The best tip she received was 100% of the bill, a $20 tip for a $20 order, she said.

After hearing that, Greene decided to up the ante. He continued adding $5 bills until he ran out at $55.

"I’ve heard people talk about Christians being poor tippers," he said. "When you go out to restaurants on Sunday, people don’t want to work on Sunday because they think Christians are cheap. We don’t want to be that."

The Point has spent the year living out its "For Seymour" campaign, and on Sunday, those efforts continued in a unique opportunity for the congregation to be generous and feel what it’s like to be giving.

"We want people to know we are for people," Greene said. "When we show somebody that we care about them, hopefully, it’s a shorter step to letting them know that God cares about them, knows where you are, knows what’s going on in your life."
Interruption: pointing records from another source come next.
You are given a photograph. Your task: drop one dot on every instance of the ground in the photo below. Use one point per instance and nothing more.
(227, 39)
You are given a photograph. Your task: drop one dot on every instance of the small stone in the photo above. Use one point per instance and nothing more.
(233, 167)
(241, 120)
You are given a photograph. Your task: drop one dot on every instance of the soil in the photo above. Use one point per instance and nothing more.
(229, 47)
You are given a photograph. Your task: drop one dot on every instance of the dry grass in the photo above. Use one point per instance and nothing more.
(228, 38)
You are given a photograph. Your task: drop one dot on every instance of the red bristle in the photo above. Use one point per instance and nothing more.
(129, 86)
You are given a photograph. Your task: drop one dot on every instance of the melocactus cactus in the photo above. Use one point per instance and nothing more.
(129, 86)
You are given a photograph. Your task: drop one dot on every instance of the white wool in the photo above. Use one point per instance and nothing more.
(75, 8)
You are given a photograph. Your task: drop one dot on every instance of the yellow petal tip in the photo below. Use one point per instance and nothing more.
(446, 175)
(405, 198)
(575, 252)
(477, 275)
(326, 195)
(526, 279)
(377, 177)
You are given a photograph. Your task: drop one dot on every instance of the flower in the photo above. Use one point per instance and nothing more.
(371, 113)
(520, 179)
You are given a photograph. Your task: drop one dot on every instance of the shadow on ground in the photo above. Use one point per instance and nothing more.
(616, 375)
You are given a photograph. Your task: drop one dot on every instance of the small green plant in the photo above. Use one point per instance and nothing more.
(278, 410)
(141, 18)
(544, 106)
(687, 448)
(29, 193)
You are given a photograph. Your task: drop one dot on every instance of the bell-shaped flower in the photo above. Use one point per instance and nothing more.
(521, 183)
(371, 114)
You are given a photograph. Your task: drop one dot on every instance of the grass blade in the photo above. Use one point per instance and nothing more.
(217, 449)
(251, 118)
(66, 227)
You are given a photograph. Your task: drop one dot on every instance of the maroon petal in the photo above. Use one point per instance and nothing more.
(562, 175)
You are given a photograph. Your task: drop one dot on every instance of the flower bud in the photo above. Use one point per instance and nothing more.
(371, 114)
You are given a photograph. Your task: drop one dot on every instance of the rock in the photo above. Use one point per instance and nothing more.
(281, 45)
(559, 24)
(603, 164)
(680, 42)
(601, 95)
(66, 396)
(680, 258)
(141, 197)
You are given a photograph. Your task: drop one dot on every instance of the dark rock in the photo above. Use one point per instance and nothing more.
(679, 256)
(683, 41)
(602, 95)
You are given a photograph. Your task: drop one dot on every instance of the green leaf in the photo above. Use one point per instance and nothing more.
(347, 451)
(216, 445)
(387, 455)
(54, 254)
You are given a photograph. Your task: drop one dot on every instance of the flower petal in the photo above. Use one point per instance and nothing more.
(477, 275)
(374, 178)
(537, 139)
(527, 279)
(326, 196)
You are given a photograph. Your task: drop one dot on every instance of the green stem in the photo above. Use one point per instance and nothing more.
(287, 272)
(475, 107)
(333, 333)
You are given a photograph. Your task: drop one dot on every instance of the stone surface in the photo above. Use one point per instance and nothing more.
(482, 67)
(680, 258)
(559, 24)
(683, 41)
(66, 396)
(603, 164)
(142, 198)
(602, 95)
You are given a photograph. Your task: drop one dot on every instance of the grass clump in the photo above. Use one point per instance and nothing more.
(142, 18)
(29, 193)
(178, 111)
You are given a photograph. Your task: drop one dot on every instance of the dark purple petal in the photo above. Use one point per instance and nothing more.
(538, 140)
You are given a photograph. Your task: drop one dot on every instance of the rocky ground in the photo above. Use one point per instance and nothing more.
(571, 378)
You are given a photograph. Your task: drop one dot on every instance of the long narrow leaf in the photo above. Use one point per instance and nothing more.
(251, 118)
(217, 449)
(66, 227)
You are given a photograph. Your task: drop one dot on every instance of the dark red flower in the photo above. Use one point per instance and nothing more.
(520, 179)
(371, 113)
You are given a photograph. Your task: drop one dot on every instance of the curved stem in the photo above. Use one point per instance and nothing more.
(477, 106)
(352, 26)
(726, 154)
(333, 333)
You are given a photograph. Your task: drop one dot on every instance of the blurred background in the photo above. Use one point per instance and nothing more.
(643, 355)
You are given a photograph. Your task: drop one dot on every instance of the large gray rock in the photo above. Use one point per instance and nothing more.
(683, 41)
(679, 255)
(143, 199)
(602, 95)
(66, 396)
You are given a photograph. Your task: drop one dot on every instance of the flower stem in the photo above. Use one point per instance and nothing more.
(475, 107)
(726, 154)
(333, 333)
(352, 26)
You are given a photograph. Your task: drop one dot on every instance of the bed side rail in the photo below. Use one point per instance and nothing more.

Greene said he didn’t feel as if $55 was enough, so he invited anyone sitting in the pews who wanted to contribute to step up and place their donation in the now empty pizza box.

"If you’d like to get in on doing a Christmas blessing for this young lady, I’d love for you to just stand up and just bring it up," he said. "Come up and get involved in this and do something generous for this Christmas."

One after another, dozens of members of the congregation, young and old, lined up and dropped small and large bills into the pizza box.

Brandenburg couldn’t hide her disbelief or her tears of appreciation.

Quickly, the box was overflowing with money.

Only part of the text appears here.